Un entrepôt de droits de propriété industrielle

Cette semaine, au cours de la réunion ICANN à Mexico, une proposition a été faite pendant la session "New TLDs and Branding". Il s'agirait de créer une base de données de droits de marque qui pourrait être utilisée à divers niveaux de la chaîne de nommage.

Une base de données privées là où il existe déjà des bases publiques ? L'intérêt serait que celle-ci serait "codifiée" de façon à pouvoir être exploitée efficacement. Par exemple, un registre pourrait y traduire sa politique d'enregistrement : ainsi, s'il refuse qu'une marque ayant effet dans son pays soit enregistrée, l'interrogation de la base permettrait d'empêcher un enregistrement, car il saurait immédiatement que telle marque a un effet dans son pays).
Les titulaires de marques pourraient s'abonner au système, pour la notification et la surveillance de leurs signes (la somme de 150 $ / an a été avancée).

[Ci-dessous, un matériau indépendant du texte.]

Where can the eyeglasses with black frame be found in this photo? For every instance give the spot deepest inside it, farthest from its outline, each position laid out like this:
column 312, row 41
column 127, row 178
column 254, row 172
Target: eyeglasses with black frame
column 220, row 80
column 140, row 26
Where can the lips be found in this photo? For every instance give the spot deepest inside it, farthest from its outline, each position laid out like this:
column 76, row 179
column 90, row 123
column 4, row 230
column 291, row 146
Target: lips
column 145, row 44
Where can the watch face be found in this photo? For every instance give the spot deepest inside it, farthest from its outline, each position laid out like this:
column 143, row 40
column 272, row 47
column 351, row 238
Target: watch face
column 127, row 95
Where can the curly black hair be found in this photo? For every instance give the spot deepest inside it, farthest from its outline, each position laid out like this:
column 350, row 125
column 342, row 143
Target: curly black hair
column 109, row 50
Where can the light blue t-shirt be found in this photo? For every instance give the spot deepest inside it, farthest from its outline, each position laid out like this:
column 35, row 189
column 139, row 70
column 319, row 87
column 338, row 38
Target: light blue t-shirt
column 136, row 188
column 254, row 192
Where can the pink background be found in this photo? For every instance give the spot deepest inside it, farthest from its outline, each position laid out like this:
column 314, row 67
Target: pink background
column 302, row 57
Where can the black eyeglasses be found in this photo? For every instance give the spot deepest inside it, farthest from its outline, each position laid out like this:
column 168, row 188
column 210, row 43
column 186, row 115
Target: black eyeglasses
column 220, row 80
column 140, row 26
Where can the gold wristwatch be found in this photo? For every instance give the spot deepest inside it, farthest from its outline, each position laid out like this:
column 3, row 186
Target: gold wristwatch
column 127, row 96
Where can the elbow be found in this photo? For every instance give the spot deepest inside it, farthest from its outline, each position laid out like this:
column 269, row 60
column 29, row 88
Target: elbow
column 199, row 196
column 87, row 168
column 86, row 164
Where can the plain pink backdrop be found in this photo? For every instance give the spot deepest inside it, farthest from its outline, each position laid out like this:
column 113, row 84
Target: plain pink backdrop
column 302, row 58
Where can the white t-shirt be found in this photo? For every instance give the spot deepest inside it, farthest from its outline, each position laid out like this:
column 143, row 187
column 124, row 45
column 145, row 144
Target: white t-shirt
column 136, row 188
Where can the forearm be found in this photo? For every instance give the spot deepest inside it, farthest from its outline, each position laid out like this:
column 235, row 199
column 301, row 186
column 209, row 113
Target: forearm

Cela fait penser à ces sociétés américaines qui stockent, moyennant un abonnement annuel, les autorisations qu'une personne pourrait être amenée à donner en cas de nécessité (par exemple, qui peut prendre une décision thérapeutique la concernant si elle est dans le coma ?).
Une telle proposition, si elle était suivie, amènerait à créer un nouvel intermédiaire - encore un !! - et à créer de possibles interférences. Elle amène aussi à traduire en lignes de commande des normes juridiques, manipulation à laquelle le droit de la propriété industrielle se prête assez bien... mais jusqu'à un certain point seulement (voir sur cette question Droit et intelligence artificielle, sous la direction de C. Roquilly, P. Hassett et D. Bourcier, éditions Romillat, en particulier un article de J.-P. Cailloux).

La proposition peut paraître séduisante parce que simple... et peut-être simpliste ? Par définition, elle n'inclurait que les seuls droits de marque, et donc pas d'autres droits opposables. Se pose aussi, a priori, la question du sort des signes identiques appartenant à des personnes différentes et exploitées pour des produits ou services distincts.

1 comment:

Antony Van Couvering said...

An important point is that this is data only -- it will be up to different registries to decide how to implement it. So while you are correct that the repository may not include opposable rights, there is nothing that precludes a registry from recognizing those rights. This repository simply provides information on trademark rights, and saves companies the cost of sending in their information again and again.

Which, by the way, they do badly. I was told that between 50 - 80% of information filed in recent sunrises by trademark owners was done in error, and had to be re-done, at great expense to the brandholder. There was one group, however, that never made errors -- domainers with trademarks.